Her parents kicked her out of the house and she went to stay with the child’s father’s parents. They refused to feed her, and she became very sick. She went to stay with the boy himself, where the two slept on a floor and barely got by. A year later, she was pregnant again. She moved back upcountry with the two children. But, when her husband stopped sending money and visiting, she went to investigate in the town where he was working. She found he had impregnated one young woman and was living with another. He promised to change but did not.
After five years of struggling with him, she realized she would need to go it alone. She took a job as a barmaid in Thika and spent the next 18 years working in bars and drinking too much. She had another child with another unfaithful, unhelpful man. Soon, she was drinking away nearly everything she earned.
…because I did not have money to deposit or keep the account active, the Equity people contacted me, and I stopped the account.
In 2000, her mother and siblings intervened. They showed up at her home and hauled her back upcountry where they forced her to detox and tried to nurse her back to health by feeding her avocados and eggs from the farm. After a few months, though, her father chased her away. He was an angry man and a drunk and despised that she was consuming resources from the family land.
She left home desperate but determined to start over and to stay sober. A friend in the slums of Nairobi connected her with another friend who had a chips business. They would pay her something small if she would peel potatoes for them. She did this for seven years until the business was disrupted during the post-election violence of 2007/8. Luckily, shortly after this, she got a payout of KSh 4,000 from the ROSCA she had been paying into upcountry. She used those funds to start a business making and selling porridge, the business she still runs today.
Times were tough during the Diaries, though. Her eldest daughter, Nancy, and three grandchildren came to stay with her in her one room, mabati (corrugated iron) home. Nancy had decided to leave her husband after he claimed all the proceeds from the cabbages she had been cultivating and used the money to support his mistresses. Nancy had nowhere else to go. When she arrived at Lucy’s place the two had a heart-to-heart. Nancy was welcome, but they would need to find a way to make ends meet. Nancy promised to bring in at least KSh 100 per day to help cover the extra costs of food. She started a business selling mandazi (fried dough triangles). Coupled with the porridge business, the two earned daily profits of about KSh 150 per day.

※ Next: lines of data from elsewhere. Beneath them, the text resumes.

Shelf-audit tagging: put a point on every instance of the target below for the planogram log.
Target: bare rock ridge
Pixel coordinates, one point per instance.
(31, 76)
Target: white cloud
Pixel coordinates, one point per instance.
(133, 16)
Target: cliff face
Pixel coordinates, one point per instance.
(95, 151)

After paying for rent of KSh 1,000 per month, electricity of KSh 200 per month, and food, there was little left over for saving. Lucy would feel especially pinched when her son, Samuel, needed medical treatment. Samuel suffered from mental illness and often sought care at a local mental hospital. While consultations were affordable, prescriptions were not. He would walk around with prescriptions in his pocket for weeks before rounding up the money to fill them.
As we closed the Diaries, Lucy was worried about him and about how they would pay for school fees for her eldest—and quite bright—grandson about to enter secondary school. Earlier in the year, she had opened a school fees account at Equity Bank, hoping she could save a little and that her grandson might get a scholarship from the bank. She’d been trying to save there since 2009, but never seemed to have enough money to put aside.

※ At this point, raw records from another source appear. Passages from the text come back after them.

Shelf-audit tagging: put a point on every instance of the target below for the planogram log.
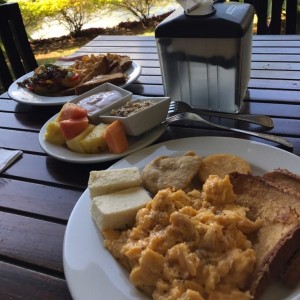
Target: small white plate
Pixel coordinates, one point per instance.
(92, 272)
(64, 154)
(23, 95)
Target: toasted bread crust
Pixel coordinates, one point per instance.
(284, 180)
(279, 238)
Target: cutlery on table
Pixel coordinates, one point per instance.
(180, 106)
(194, 117)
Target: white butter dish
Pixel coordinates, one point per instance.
(102, 99)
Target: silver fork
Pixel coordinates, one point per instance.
(180, 106)
(194, 117)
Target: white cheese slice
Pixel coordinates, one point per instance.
(109, 181)
(118, 210)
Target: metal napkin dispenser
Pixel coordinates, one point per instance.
(206, 58)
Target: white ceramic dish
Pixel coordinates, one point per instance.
(24, 96)
(91, 271)
(106, 87)
(64, 154)
(145, 119)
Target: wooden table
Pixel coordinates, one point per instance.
(38, 192)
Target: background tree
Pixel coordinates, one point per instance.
(140, 9)
(73, 14)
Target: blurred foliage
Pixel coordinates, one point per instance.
(140, 9)
(73, 14)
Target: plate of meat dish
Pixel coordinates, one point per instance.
(65, 83)
(92, 270)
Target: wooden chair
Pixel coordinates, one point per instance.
(16, 55)
(261, 8)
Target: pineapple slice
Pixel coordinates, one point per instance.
(94, 142)
(75, 145)
(53, 134)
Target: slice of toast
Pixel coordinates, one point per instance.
(279, 238)
(284, 180)
(289, 183)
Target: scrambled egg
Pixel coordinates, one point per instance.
(189, 245)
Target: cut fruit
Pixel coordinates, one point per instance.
(115, 137)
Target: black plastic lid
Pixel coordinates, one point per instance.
(230, 20)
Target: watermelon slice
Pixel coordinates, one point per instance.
(73, 127)
(71, 111)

I do not have to struggle much to provide for other members like I did last year when [Nancy] and her children were living with me.
Things started looking up after the study ended. Lucy’s grandson did not get the Equity scholarship, but the family did secure a bursary for his fees. And Lucy and Nancy put extra effort into saving with a chama that promised to connect them with a loan from the government’s Uwezo fund. Both had saved KSh 10,000 in the group. Sadly, the chama leadership stole from the shared fund, and Lucy and Nancy were only able to get KSh 7000 each back.

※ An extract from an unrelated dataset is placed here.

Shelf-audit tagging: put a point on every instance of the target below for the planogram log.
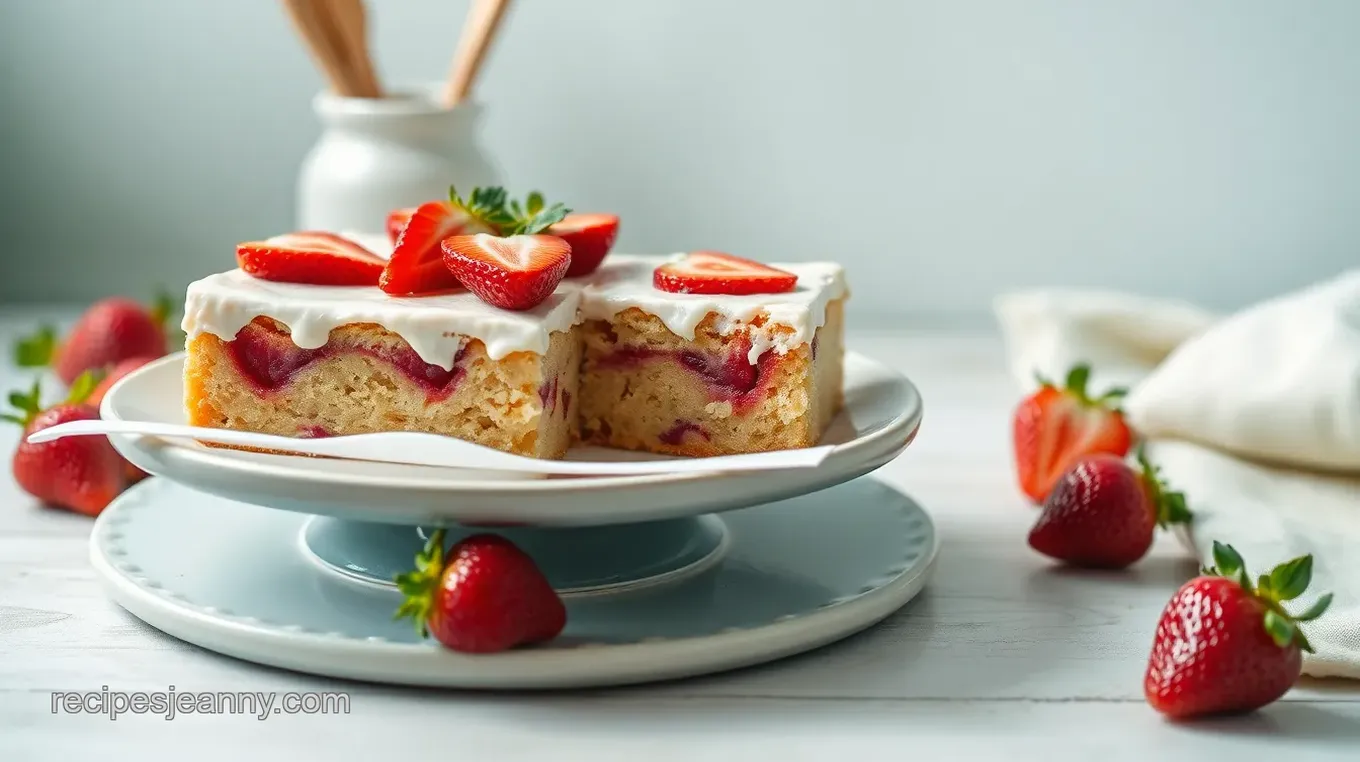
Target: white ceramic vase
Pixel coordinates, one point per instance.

Nancy invested her share of that savings in expanding her business stock, making more mandazi every day and also offering tea. This helped enough to allow her to move out of Lucy’s house and rent her own place. Lucy’s son, Samuel, who used to eat at Lucy’s place every day also stabilized and hadn’t been to the hospital in a long time. He even got a temporary job in Thika, where he lives alone and caters for his own expenses.
Being on her own, Lucy’s food expenses fell to just KSh 50 per day. She could really focus on her own business, which has also grown, since she could keep her capital constantly circulating in the business instead of pulling it out when the family needed something. She was able to leave her small house and rent a bigger one for KSh 2,000 per month. Now that her expenses have reduced, she’s planning to start saving again to buy a piece of land and build her own house, a dream she finally feels may be within reach.